We were out of power for 18 days to our house. I called Shannon and it was time to come home. And yes…that was a large car rental bill, but we didn’t have a choice. I did get a chainsaw from FEMA…and put it to good use.

I’ll never forget the smell of those rotten refrigerators that were on the side of the street.

An ominous warning concerning rotten contents is spray-painted on the side of freezer left near a pile of debris on a Bevil Oaks street about a month affter Hurricane Rita hit. FEMA records show Texans requested or were paid for more than 6,400 refrigerators through the agency’s individual assistance program through December, 2005. Enterprise file photo

http://www.beaumontenterprise.com/news/hurricane-rita/

Incident Response

Katrina and Rita…a double-whammy. We at Entergy never imagined two back-to-back storms. We got everyone that could take power (over a million customers) in like 40 days. Two years later we’d have another double-whammy (Gustav and Ike) that was the same number of outages…but we got them back on in 18 days. Working storm restoration was absolutely amazing. Pure adrenaline, working safely for 16-hour days, and the rush of getting people’s power restored was just a few of the things that I experienced working storms. In times of despair (small or multiple states in the case of a natural disaster)…this is when humans really shine bright. Helping each other when it truly matters.
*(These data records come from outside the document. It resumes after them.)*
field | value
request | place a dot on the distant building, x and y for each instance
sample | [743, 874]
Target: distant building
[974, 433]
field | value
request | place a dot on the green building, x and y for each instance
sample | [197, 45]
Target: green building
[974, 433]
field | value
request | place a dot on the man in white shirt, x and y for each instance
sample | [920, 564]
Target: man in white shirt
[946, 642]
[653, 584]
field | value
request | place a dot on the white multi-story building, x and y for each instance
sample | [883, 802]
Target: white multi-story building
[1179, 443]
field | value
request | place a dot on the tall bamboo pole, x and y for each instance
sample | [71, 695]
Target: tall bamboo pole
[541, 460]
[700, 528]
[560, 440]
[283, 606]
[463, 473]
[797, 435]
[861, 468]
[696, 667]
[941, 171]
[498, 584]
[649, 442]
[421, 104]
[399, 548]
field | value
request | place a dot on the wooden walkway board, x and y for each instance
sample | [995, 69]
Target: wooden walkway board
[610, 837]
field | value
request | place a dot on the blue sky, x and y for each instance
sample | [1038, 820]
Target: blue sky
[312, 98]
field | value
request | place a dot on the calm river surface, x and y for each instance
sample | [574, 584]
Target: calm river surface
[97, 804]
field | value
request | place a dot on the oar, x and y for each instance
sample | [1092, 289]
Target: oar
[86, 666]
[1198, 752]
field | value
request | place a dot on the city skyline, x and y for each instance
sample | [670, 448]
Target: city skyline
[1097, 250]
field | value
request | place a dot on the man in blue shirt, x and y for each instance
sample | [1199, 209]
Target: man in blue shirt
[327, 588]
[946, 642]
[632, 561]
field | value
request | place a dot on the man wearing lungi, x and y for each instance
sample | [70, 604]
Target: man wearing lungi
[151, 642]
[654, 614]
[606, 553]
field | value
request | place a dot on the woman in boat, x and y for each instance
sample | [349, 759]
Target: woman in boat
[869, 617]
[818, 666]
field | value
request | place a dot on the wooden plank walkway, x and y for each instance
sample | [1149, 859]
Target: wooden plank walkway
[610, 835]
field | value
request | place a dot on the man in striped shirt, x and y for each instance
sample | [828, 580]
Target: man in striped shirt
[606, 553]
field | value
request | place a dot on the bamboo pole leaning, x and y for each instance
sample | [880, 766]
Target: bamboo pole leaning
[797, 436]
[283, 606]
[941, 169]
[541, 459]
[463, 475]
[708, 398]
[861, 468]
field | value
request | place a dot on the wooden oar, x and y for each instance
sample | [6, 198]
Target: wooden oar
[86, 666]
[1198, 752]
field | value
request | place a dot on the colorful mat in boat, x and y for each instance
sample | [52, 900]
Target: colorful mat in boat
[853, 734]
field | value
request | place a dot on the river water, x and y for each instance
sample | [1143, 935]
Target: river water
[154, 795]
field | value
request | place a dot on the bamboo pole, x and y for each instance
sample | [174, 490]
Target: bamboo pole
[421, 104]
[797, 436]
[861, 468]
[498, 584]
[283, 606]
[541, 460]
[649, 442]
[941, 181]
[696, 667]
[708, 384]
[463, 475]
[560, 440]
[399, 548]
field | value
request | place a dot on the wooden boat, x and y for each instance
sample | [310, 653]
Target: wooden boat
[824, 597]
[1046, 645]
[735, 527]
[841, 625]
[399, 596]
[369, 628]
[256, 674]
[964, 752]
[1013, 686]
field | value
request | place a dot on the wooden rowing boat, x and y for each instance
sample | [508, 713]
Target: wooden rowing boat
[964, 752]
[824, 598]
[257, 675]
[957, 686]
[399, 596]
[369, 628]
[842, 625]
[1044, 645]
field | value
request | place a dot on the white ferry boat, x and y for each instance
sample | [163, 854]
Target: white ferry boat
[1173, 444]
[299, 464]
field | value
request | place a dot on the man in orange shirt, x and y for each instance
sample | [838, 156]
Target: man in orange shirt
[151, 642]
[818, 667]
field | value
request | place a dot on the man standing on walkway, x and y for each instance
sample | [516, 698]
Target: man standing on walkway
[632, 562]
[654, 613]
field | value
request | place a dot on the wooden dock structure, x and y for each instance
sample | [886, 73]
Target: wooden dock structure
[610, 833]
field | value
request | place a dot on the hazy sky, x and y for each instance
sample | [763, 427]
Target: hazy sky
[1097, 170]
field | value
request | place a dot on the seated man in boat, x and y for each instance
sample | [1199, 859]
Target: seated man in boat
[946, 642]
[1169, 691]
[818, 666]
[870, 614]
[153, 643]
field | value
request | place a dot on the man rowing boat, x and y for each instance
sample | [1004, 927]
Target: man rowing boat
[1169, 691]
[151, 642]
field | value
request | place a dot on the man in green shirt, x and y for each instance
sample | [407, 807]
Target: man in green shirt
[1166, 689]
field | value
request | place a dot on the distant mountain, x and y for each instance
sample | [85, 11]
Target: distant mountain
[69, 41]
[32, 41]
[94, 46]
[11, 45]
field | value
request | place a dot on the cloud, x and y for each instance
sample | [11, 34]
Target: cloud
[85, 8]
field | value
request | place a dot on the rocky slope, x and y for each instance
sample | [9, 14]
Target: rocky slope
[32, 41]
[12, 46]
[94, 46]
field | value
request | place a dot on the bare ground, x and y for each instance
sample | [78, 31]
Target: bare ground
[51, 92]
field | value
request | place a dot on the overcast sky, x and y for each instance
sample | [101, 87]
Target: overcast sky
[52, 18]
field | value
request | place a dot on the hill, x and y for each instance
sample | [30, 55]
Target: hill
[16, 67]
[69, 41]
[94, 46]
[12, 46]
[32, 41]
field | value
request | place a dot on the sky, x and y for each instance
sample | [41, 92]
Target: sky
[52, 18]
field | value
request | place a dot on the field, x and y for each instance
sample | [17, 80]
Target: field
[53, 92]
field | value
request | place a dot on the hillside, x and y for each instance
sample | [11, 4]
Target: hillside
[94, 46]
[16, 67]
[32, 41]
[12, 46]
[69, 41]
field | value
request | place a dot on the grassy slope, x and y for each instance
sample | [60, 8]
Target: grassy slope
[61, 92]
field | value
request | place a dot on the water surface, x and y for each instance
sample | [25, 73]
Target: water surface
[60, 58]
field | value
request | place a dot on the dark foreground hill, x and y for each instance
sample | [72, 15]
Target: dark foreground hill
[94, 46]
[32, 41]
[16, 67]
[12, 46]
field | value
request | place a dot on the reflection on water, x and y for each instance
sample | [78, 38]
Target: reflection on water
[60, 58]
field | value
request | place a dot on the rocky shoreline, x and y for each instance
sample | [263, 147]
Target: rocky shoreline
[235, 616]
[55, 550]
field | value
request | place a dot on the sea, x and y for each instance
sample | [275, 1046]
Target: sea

Entergy is still winning awards for storm restoration. Their Hurricane Drill (“Incident Response Plan” to the security people reading this) is a well-honed machine that has been formed by the winds and rain of many hurricanes. The playbook is a sight to behold…and is unlike any security Incident Response Plan I have ever seen since working at Mandiant. We in the security and DFIR business should get some cross-pollination from these type of disaster recovery plans to our own IRPs. And power companies, oil & gas, water, and other critical infrastructures should incorporate computer-related disasters into their Disaster Recovery and Business Continuity playbooks and plans. No need to reinvent the wheel. This is why the electric sector, lead by NERC, conducts the GridX series of drills.

Remember

I’ll never forget ‪#‎HurricaneRita‬. <insert pic of Jim Cantore that he sent me here…as soon as I find it>

To all of my friends and colleagues in the power industry…you’ll always be my brothers and sisters because of events like this. Thank you!

Comments

  1. Hurricane Rita often sinks into oblivion while people keep remembering the hurricane Katrina. Really good post and the story of the greatness of that single beer was heart braking.